What's my interest in all of this? Well, in my first novel Take No More, I place myself in the shoes of conservator Julia Blake, albeit in third person, for about one third of the story. The remaining two-thirds is told in first person from the point of view of her husband, James. I continue this approach in the next two books in the series, Regret No More and Forgive No More. So I have a track record of a kind.

However in my new upcoming novel, the psychological thriller Sugar For Sugar (available in September), I've taken on the challenge of telling much of the story, in first person, from the point of view of lead character Issy Cunningham. Here's hoping I can come somewhere close to the achievements of some of the excellent authors mentioned here.

 More details on Seb Kirby's books can be found here:

US: https://www.amazon.com/Seb-Kirby/e/B004J95W0G/
UK: https://www.amazon.co.uk/Seb-Kirby/e/B004J95W0G/

Comments

Wendy H. Jones said…
Great post and I didn't realise S.J. Bolton was male either. Good luck with the new book
AliB said…
Interesting post, Seb.
there are of course female writers with male crime protagonists from D. L. Sayers to Ruth Rendell not to mention some AE authors too!
The whole gender thing is interesting, I think, in any genre and although I've always enjoyed writing from a male pov I'm still hugely impressed when I see a male writer who really gets under the female skin. For me the best example is The ginger Tree, a historical novel which is so compelling on the mother-son bond I couldn't believe a man had written it.
Susan Price said…
I don't think it's a straight question of whether male authors can create female characters or vice versa. It's obvious that some very definately can while others either can't or aren't interested.

Does the genre have an influence? Some kinds of writing are more interested in a character's inner life and motivations than others. Much of the old SF I read as a teenager was built around ideas rather than character. Writing convincing characters of the sex opposite to their own wasn't something the authors were trying to do.

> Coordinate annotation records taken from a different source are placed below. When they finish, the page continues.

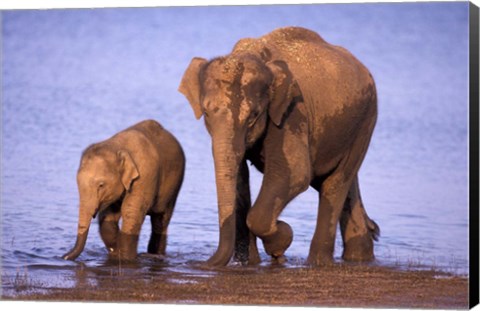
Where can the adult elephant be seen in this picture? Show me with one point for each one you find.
(303, 112)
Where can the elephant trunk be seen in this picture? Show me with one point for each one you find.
(84, 220)
(227, 157)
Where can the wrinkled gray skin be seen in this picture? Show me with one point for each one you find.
(135, 173)
(303, 112)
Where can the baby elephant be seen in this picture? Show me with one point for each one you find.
(137, 172)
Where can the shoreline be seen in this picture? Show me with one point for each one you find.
(340, 285)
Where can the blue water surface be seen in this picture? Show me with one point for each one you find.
(74, 77)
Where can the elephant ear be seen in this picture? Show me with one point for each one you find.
(282, 91)
(190, 84)
(128, 169)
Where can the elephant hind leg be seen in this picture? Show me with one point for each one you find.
(358, 230)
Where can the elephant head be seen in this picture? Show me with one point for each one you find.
(237, 95)
(103, 178)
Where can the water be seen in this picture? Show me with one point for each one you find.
(74, 77)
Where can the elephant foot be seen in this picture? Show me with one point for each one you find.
(359, 248)
(157, 244)
(277, 243)
(320, 257)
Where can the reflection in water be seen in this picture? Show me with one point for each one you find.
(74, 77)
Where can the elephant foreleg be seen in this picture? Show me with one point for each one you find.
(286, 175)
(108, 227)
(158, 237)
(133, 214)
(245, 241)
(358, 230)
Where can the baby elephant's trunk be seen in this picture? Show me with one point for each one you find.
(78, 248)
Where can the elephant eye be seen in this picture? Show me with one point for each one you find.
(253, 118)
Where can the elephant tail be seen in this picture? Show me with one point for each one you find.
(373, 228)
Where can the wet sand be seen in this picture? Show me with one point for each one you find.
(340, 286)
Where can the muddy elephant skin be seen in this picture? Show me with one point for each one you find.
(135, 173)
(302, 111)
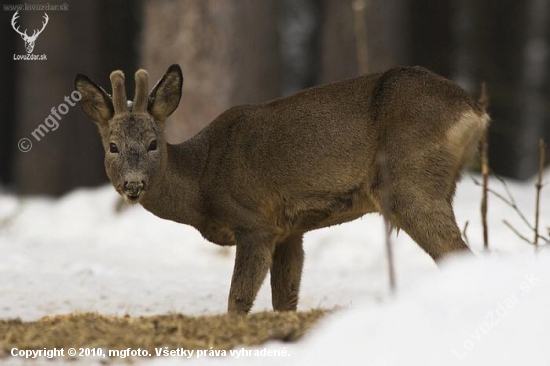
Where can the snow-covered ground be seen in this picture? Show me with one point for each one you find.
(76, 254)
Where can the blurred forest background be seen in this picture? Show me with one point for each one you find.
(247, 51)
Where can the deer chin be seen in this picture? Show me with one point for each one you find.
(133, 198)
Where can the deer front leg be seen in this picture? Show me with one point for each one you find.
(286, 273)
(252, 261)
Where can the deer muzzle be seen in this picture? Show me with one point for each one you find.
(133, 188)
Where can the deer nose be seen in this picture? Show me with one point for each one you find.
(133, 185)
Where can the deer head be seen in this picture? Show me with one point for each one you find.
(29, 41)
(132, 132)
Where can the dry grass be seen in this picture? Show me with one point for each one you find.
(173, 331)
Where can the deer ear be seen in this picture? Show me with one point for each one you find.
(166, 94)
(95, 101)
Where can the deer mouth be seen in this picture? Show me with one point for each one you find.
(133, 197)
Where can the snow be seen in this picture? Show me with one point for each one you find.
(76, 254)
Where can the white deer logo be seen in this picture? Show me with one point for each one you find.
(29, 41)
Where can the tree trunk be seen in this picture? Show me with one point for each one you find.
(228, 50)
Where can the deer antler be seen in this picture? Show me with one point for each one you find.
(13, 19)
(35, 34)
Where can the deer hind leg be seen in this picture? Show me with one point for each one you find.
(429, 222)
(252, 261)
(286, 273)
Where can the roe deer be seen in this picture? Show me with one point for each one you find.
(260, 176)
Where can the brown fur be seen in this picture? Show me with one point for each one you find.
(260, 176)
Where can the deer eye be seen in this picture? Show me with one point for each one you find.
(113, 148)
(152, 145)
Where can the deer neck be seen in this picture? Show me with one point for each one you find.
(175, 196)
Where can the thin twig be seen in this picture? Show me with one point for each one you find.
(542, 157)
(386, 198)
(361, 36)
(484, 197)
(516, 232)
(464, 233)
(509, 201)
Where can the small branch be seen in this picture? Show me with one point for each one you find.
(464, 234)
(386, 198)
(485, 174)
(517, 232)
(361, 37)
(509, 201)
(542, 157)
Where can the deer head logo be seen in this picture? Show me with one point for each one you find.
(29, 41)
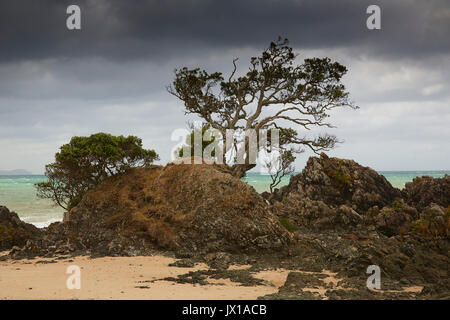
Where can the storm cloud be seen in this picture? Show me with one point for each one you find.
(111, 75)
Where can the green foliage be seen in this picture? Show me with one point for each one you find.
(275, 92)
(191, 143)
(397, 205)
(285, 166)
(285, 222)
(85, 162)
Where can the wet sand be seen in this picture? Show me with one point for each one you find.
(121, 278)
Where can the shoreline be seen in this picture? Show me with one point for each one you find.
(123, 278)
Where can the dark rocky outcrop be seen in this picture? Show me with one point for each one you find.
(13, 231)
(423, 191)
(333, 193)
(185, 208)
(339, 182)
(342, 217)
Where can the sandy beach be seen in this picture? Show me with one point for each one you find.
(122, 278)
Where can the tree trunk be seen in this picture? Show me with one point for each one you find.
(239, 170)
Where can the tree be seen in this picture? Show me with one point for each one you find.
(85, 162)
(192, 144)
(280, 168)
(274, 93)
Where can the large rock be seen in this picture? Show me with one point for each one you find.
(332, 193)
(425, 190)
(188, 208)
(13, 231)
(339, 182)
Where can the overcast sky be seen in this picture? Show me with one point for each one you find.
(111, 75)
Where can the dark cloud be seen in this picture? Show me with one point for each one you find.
(135, 29)
(111, 75)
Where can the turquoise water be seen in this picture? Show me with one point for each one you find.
(18, 193)
(396, 178)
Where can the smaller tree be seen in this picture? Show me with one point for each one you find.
(199, 144)
(280, 168)
(85, 162)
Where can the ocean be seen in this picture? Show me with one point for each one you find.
(18, 193)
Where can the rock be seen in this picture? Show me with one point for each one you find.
(396, 219)
(13, 231)
(195, 208)
(339, 182)
(434, 222)
(423, 191)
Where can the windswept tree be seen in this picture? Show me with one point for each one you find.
(85, 162)
(197, 141)
(281, 167)
(274, 93)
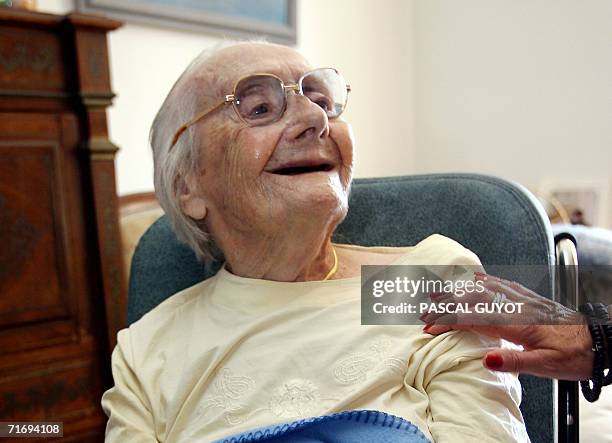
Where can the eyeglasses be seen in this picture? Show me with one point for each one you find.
(261, 99)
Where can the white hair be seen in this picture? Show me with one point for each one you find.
(171, 166)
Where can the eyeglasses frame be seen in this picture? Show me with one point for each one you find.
(231, 98)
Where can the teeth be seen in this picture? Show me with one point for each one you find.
(302, 169)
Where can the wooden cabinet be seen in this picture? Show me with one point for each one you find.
(61, 282)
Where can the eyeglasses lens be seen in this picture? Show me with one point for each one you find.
(260, 99)
(326, 88)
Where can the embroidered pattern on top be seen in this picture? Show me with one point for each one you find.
(297, 397)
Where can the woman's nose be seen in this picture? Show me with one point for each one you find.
(306, 118)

Then you get a writer like Terry Pratchett, whose female characters are, arguably, even more lively and convincing than his male ones. (Or, at least, as lively.) Pratchett, writing 'humorous fantasy' could probably have got away with cardboard cut-out characters so long as he kept the jokes coming - but his sympathies and interests went beyond that.

So, I put it to you, that a writer creates convincing characters of the opposite sex when: The genre they write for requires it: Their own interests and sympathies lead them to it.

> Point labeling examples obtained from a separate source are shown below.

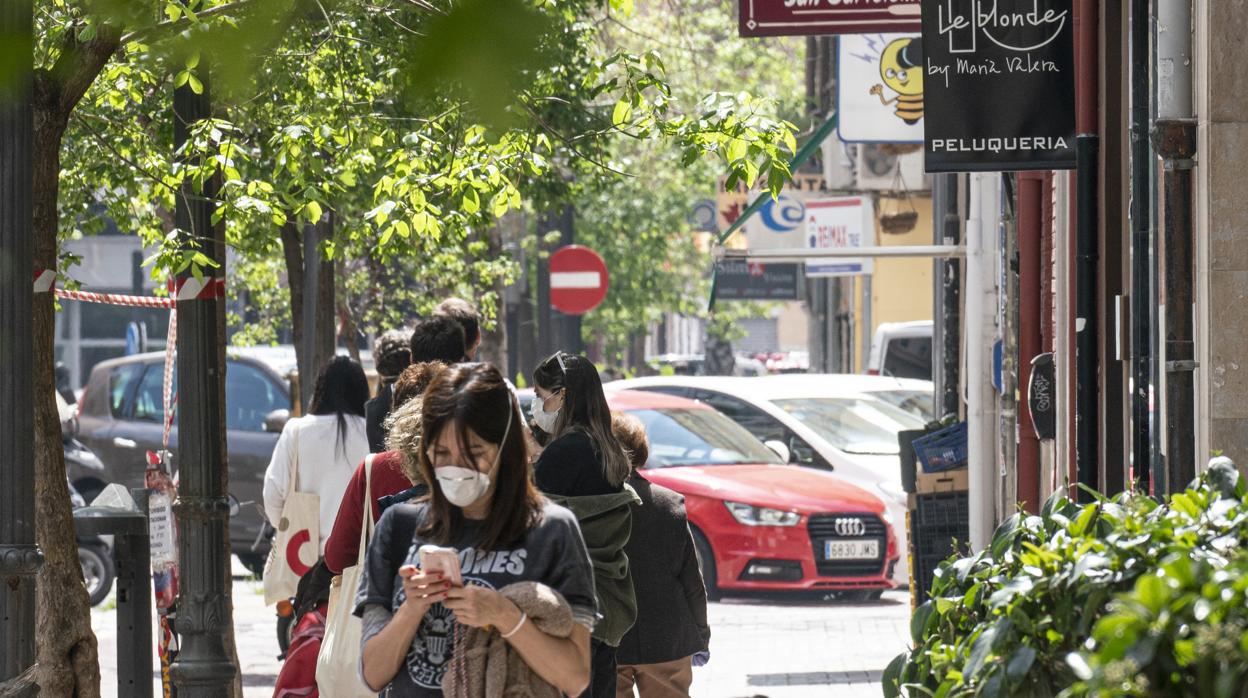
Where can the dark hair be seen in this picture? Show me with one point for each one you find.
(413, 380)
(341, 388)
(466, 315)
(584, 408)
(438, 339)
(630, 432)
(473, 396)
(392, 352)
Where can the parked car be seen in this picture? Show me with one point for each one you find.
(826, 422)
(95, 557)
(120, 418)
(902, 350)
(758, 522)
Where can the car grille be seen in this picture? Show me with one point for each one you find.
(823, 527)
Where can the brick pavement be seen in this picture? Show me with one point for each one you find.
(769, 647)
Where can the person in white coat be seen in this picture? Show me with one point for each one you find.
(325, 446)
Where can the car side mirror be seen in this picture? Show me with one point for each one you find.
(276, 421)
(801, 453)
(780, 450)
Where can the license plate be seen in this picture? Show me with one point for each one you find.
(859, 548)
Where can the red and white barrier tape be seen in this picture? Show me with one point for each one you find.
(187, 289)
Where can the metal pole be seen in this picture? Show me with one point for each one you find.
(202, 667)
(1087, 358)
(1174, 140)
(951, 304)
(1141, 265)
(20, 557)
(1028, 192)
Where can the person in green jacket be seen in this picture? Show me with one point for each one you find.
(583, 468)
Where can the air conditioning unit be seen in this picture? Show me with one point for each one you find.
(877, 170)
(838, 162)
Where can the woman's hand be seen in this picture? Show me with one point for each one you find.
(422, 591)
(479, 607)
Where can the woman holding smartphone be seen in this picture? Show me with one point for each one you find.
(483, 505)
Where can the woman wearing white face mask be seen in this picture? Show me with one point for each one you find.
(583, 467)
(484, 506)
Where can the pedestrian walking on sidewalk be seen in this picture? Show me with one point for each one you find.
(322, 450)
(392, 353)
(526, 607)
(583, 468)
(670, 634)
(393, 471)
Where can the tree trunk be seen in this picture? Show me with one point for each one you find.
(69, 662)
(292, 251)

Ali - the writer of The Ginger Tree (which I must look up) must have been one half of a mother-son bond, which would have given him clues to build on.
Interesting post. I think it's that some writers can do it and some can't or don't even want to, but mostly, I suspect, it just happens. I've written one novel wholly from a male POV (the Physic Garden) although it's still marketed as largely a 'women's book'. I'm not sure that it is, and the men I know who have read it seem to have enjoyed it and thought that my male narrator was believable and convincing. One female book group member, however, asked me how I could possibly have written a whole novel in the persona of such an unlikable character! Fortunately, everyone else disagreed with her, and I was genuinely hugely fond of my protagonist, but people bring themselves to their reading as much as any other activity! One thing I constantly find myself resenting is the victimisation of even convincing female characters. They have to die, tragically - Tess, Anna Karenina, Madame Bovary. It as though the male author can't possibly envisage a heroine surviving and living contentedly ever after. It's this aspect above all others that makes me love Cold Comfort Farm (although there's so much else to love about that novel) - the brisk and cheerful survival of the heroines.